We use the following subsampling methods:

subsmethod <- list(
    sub_nn = function(...) kld_ci_subsampling(..., estimator = kld_est_nn), 
    sub_br = function(...) kld_ci_subsampling(..., estimator = kld_est_brnn)
)
subsamplingMethodLabels <- c(
    sub_nn = "Plain 1-NN",
    sub_br = "Bias-reduced"
)
nmethod <- length(subsmethod)

Uncertainty quantification of estimators

Calculation of empirical coverage

# allocating results matrices
nscenario  <- nrow(scenarios)
covered <- matrix(nrow = nscenario, 
                  ncol = nmethod, 
                  dimnames = list(NULL, names(subsmethod)))

# looping over scenarios
for (i in 1:nscenario) {

    n   <- scenarios$sample.size[i]
    X   <- sampler(n = n, param = paramTrue)
    Y   <- sampler(n = n, param = paramApprox)

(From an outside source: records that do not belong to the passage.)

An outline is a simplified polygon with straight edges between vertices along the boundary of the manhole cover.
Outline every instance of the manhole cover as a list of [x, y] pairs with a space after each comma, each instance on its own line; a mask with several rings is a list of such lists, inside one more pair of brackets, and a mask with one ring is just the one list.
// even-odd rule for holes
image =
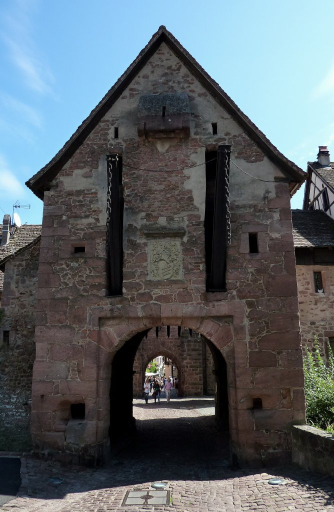
[[62, 483], [64, 481], [64, 478], [60, 478], [59, 477], [51, 477], [49, 479], [49, 481], [51, 483], [56, 483], [57, 485]]
[[166, 489], [168, 484], [166, 482], [154, 482], [151, 486], [153, 489]]
[[128, 490], [122, 505], [169, 505], [170, 500], [170, 490]]
[[285, 481], [282, 478], [270, 478], [268, 480], [269, 485], [283, 485], [285, 483]]

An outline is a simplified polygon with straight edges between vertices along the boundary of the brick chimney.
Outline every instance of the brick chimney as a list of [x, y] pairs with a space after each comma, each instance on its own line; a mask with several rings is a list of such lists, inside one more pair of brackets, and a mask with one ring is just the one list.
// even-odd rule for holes
[[329, 166], [329, 152], [327, 146], [319, 146], [319, 152], [318, 154], [318, 161], [321, 165], [324, 167]]
[[4, 215], [3, 221], [3, 234], [1, 239], [1, 245], [6, 245], [9, 240], [10, 236], [10, 215]]

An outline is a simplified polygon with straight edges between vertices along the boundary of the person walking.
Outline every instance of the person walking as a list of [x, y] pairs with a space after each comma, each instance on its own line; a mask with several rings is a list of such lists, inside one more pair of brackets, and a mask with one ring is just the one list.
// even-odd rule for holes
[[166, 399], [167, 400], [167, 403], [169, 403], [171, 400], [171, 390], [173, 388], [173, 384], [171, 381], [170, 378], [168, 379], [168, 380], [166, 381], [164, 385], [164, 390], [166, 392]]
[[157, 403], [157, 398], [158, 399], [158, 402], [160, 403], [160, 384], [159, 383], [158, 379], [156, 379], [153, 384], [153, 394], [152, 396], [154, 398], [155, 403]]
[[149, 380], [149, 377], [147, 377], [145, 379], [145, 382], [144, 382], [144, 386], [143, 387], [143, 389], [144, 390], [144, 396], [145, 396], [145, 401], [147, 403], [149, 403], [149, 395], [150, 394], [150, 380]]
[[179, 396], [179, 378], [177, 376], [174, 379], [174, 386], [176, 390], [176, 396]]

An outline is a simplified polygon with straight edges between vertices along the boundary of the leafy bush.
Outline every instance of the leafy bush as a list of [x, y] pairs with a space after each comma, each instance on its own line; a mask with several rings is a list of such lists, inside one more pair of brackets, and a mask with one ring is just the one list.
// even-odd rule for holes
[[319, 340], [314, 337], [312, 351], [306, 350], [304, 357], [306, 421], [309, 424], [328, 432], [334, 430], [334, 357], [328, 345], [328, 364], [324, 361]]
[[146, 372], [149, 373], [151, 372], [151, 373], [156, 373], [158, 371], [158, 365], [157, 365], [155, 361], [151, 361], [147, 368], [146, 369]]

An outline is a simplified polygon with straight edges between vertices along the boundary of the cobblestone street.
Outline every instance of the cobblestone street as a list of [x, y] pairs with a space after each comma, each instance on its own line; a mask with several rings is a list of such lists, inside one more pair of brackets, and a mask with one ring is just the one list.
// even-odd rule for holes
[[[334, 479], [295, 466], [233, 471], [227, 443], [216, 435], [212, 398], [172, 398], [146, 405], [134, 400], [137, 442], [107, 467], [63, 467], [23, 458], [18, 496], [1, 510], [27, 512], [102, 512], [105, 510], [334, 511]], [[50, 477], [60, 477], [58, 484]], [[273, 477], [285, 484], [272, 486]], [[122, 505], [127, 491], [147, 491], [152, 482], [166, 480], [168, 505]]]

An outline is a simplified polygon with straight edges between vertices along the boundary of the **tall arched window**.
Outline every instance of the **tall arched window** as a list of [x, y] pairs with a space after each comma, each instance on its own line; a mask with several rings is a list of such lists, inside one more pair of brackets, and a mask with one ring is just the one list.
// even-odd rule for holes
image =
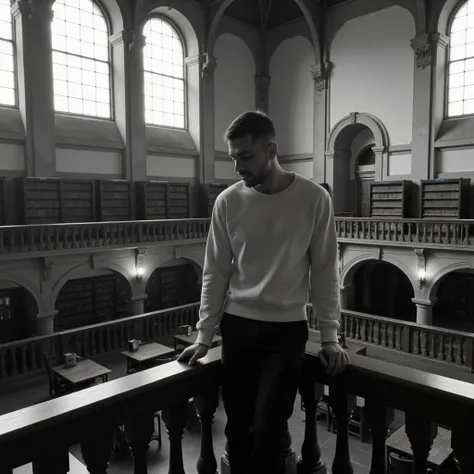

    # different algorithms are evaluated on the same samples
    for (j in 1:nmethod) {
        kldboot <- subsmethod[[j]](X, Y, B = 1000L)
        covered[i,j] <- kldboot$ci[1] <= kld && kld <= kldboot$ci[2]
    }
}

Combine scenarios with CI coverage information:

results <- cbind(scenarios, covered) |> melt(measure.vars  = names(subsmethod),
                                             value.name    = "covered",
                                             variable.name = "subsmethod") 

Compute coverage per sample size / algorithm / distribution:

coverage <- dcast(results, 
                  sample.size + subsmethod ~ ., 
                  value.var = "covered", 
                  fun.aggregate = function(x) mean(x, na.rm = TRUE))
names(coverage)[3] <- "coverage"

Results: coverage of confidence intervals for KL divergence

ggplot(coverage, aes(x = sample.size, y = coverage, color = subsmethod)) + 
    geom_line() + 
    scale_x_log10() +
    geom_hline(yintercept = 0.95, lty = 2) + 
    scale_color_discrete(name = "Estimator",
                        labels = subsamplingMethodLabels) +
    ggtitle("Coverage of subsampling-based confidence intervals (10-D)") +
    theme(plot.title = element_text(hjust = 0.5))

\Rightarrow coverage of the confidence intervals based on nearest neighbour density estimation approaches the nominal coverage of 95% for increasing sample sizes.